\(\renewcommand{\AA}{\text{Å}}\)

# compute stress/cylinder command

# compute stress/spherical command

## Syntax

```
compute ID group-ID style args
```

ID, group-ID are documented in compute command

style = stress/spherical or stress/cylinder

args = argument specific to the compute style

stress/cylinderargs = zlo zh Rmax bin_width keyword zlo = minimum z-boundary for cylinder zhi = maximum z-boundary for cylinder Rmax = maximum radius to perform calculation to bin_width = width of radial bins to use for calculation keyword = ke (zero or one can be specified) ke = yes or nostress/sphericalx0, y0, z0 = origin of the spherical coordinate system bin_width = width of spherical shells Rmax = maximum radius of spherical shells

## Examples

```
compute 1 all stress/cylinder -10.0 10.0 15.0 0.25
compute 1 all stress/cylinder -10.0 10.0 15.0 0.25 ke no
compute 1 all stress/spherical 0 0 0 0.1 10
```

## Description

Compute *stress/cylinder*, and compute
*stress/spherical* define computations that calculate profiles of the
diagonal components of the local stress tensor in the specified
coordinate system. The stress tensor is split into a kinetic
contribution \(P^k\) and a virial contribution \(P^v\). The sum
gives the total stress tensor \(P = P^k+P^v\). These computes can
for example be used to calculate the diagonal components of the local
stress tensor of surfaces with cylindrical or spherical
symmetry. These computes obeys momentum balance through fluid
interfaces. They use the Irving–Kirkwood contour, which is the straight
line between particle pairs.

The compute *stress/cylinder* computes the stress profile along the
radial direction in cylindrical coordinates, as described in
(Addington). The compute *stress/spherical*
computes the stress profile along the radial direction in spherical
coordinates, as described in (Ikeshoji).

## Output info

The default output columns for *stress/cylinder* are the radius to the
center of the cylindrical shell, number density, \(P^k_{rr}\),
\(P^k_{\phi\phi}\), \(P^k_{zz}\), \(P^v_{rr}\),
\(P^v_{\phi\phi}\), and \(P^v_{zz}\). When the keyword *ke* is
set to *no*, the kinetic contributions are not calculated, and
consequently there are only 5 columns: the position of the center of the
cylindrical shell, the number density, \(P^v_{rr}\),
\(P^v_{\phi\phi}\), and \(P^v_{zz}\). The number of bins (rows) is
\(R_\text{max}/b\), where \(b\) is the specified bin width.

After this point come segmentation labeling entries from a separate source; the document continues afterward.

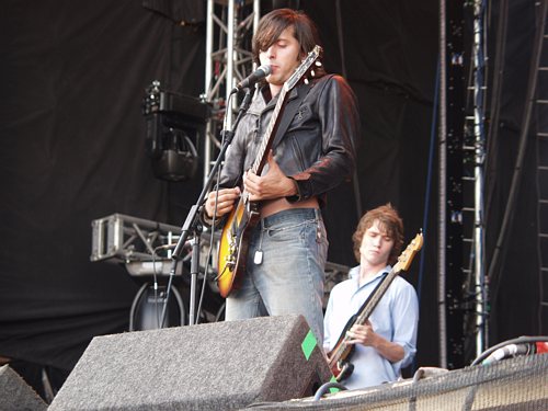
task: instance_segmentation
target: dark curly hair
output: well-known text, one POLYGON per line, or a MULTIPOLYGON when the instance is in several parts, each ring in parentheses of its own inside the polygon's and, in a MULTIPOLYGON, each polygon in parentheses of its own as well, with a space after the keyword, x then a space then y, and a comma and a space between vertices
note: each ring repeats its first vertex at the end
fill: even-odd
MULTIPOLYGON (((318 27, 312 20, 300 10, 275 9, 265 14, 259 22, 255 35, 253 36, 253 61, 261 65, 259 54, 267 50, 282 32, 287 27, 294 28, 294 37, 300 45, 300 56, 304 57, 310 53, 316 45, 321 46, 318 27)), ((321 60, 322 54, 318 60, 321 60)), ((322 67, 315 69, 317 77, 324 75, 322 67)))
POLYGON ((352 236, 352 240, 354 241, 354 256, 357 262, 359 262, 362 239, 364 238, 365 231, 367 231, 376 220, 379 221, 379 228, 393 239, 393 247, 388 256, 388 264, 393 265, 398 261, 398 256, 403 246, 403 220, 390 203, 367 212, 359 219, 356 231, 352 236))

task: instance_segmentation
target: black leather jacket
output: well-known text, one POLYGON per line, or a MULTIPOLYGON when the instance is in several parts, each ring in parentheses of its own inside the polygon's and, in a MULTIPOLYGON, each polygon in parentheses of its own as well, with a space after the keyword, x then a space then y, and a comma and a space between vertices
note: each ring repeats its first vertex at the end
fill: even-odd
MULTIPOLYGON (((289 92, 287 102, 304 92, 308 93, 285 135, 275 140, 273 152, 282 171, 297 182, 298 195, 288 199, 297 202, 319 196, 322 204, 324 194, 354 172, 356 146, 361 138, 357 102, 340 76, 315 79, 311 87, 297 85, 289 92)), ((276 101, 275 98, 266 103, 261 90, 255 92, 227 150, 221 186, 240 184, 243 171, 255 161, 276 101)), ((263 174, 267 167, 264 167, 263 174)))

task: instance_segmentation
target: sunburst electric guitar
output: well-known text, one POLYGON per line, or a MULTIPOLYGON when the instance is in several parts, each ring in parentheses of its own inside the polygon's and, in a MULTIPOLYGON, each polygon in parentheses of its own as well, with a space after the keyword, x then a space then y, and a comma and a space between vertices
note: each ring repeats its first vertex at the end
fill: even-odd
MULTIPOLYGON (((311 66, 320 56, 320 52, 321 47, 316 46, 279 91, 276 106, 259 147, 258 156, 250 169, 254 174, 260 175, 266 163, 267 153, 276 136, 289 91, 311 71, 311 66)), ((243 190, 237 206, 228 216, 219 242, 217 284, 222 297, 227 297, 232 289, 239 287, 246 271, 250 232, 258 224, 259 216, 258 203, 251 202, 249 193, 243 190)))
POLYGON ((362 305, 359 310, 352 316, 344 326, 334 349, 328 355, 329 367, 338 381, 349 378, 354 370, 354 365, 350 362, 352 355, 354 354, 354 344, 347 344, 347 341, 351 340, 351 338, 346 335, 346 331, 349 331, 354 324, 364 324, 366 322, 375 307, 377 307, 377 304, 380 301, 380 298, 383 298, 386 290, 392 283, 393 278, 396 278, 400 272, 409 270, 414 255, 419 252, 419 250, 421 250, 422 244, 423 237, 422 232, 420 232, 400 254, 398 262, 393 265, 390 273, 388 273, 380 281, 370 296, 362 305))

The output columns for *stress/spherical* are the position of the center
of the spherical shell, the number density, \(P^k_{rr}\),
\(P^k_{\theta\theta}\), \(P^k_{\phi\phi}\), \(P^v_{rr}\),
\(P^v_{\theta\theta}\), and \(P^v_{\phi\phi}\). There are 8
columns and the number of bins (rows) is \(R_\text{max}/b\), where
\(b\) is the specified bin width.

This array can be output with fix ave/time,

```
compute 1 all stress/spherical 0 0 0 0.1 10
fix 2 all ave/time 100 1 100 c_p[*] file dump_p.out mode vector
```

The values calculated by this compute are “intensive”. The stress values will be in pressure units. The number density values are in inverse volume units.

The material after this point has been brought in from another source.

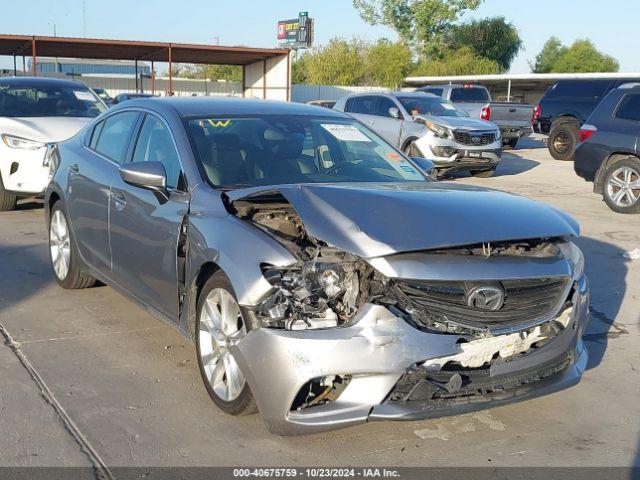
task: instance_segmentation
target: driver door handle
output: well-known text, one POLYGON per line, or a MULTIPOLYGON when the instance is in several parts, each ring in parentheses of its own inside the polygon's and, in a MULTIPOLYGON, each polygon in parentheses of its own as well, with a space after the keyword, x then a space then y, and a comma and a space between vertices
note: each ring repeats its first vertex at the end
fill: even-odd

NOTE 1: The local stress does not include any Lennard-Jones tail corrections to the stress added by the pair_modify tail yes command, since those are contributions to the global system pressure.

## Restrictions

These computes calculate the stress tensor contributions for pair styles only (i.e., no bond, angle, dihedral, etc. contributions, and in the presence of bonded interactions, the result may be incorrect due to exclusions for special bonds excluding pairs of atoms completely). It requires pairwise force calculations not available for most many-body pair styles. Note that \(k\)-space calculations are also excluded.

These computes are part of the EXTRA-COMPUTE package. They are only enabled if LAMMPS was built with that package. See the Build package doc page for more info.

## Default

The keyword default for ke in style *stress/cylinder* is yes.

**(Ikeshoji)** Ikeshoji, Hafskjold, Furuholt, Mol Sim, 29, 101-109, (2003).

**(Addington)** Addington, Long, Gubbins, J Chem Phys, 149, 084109 (2018).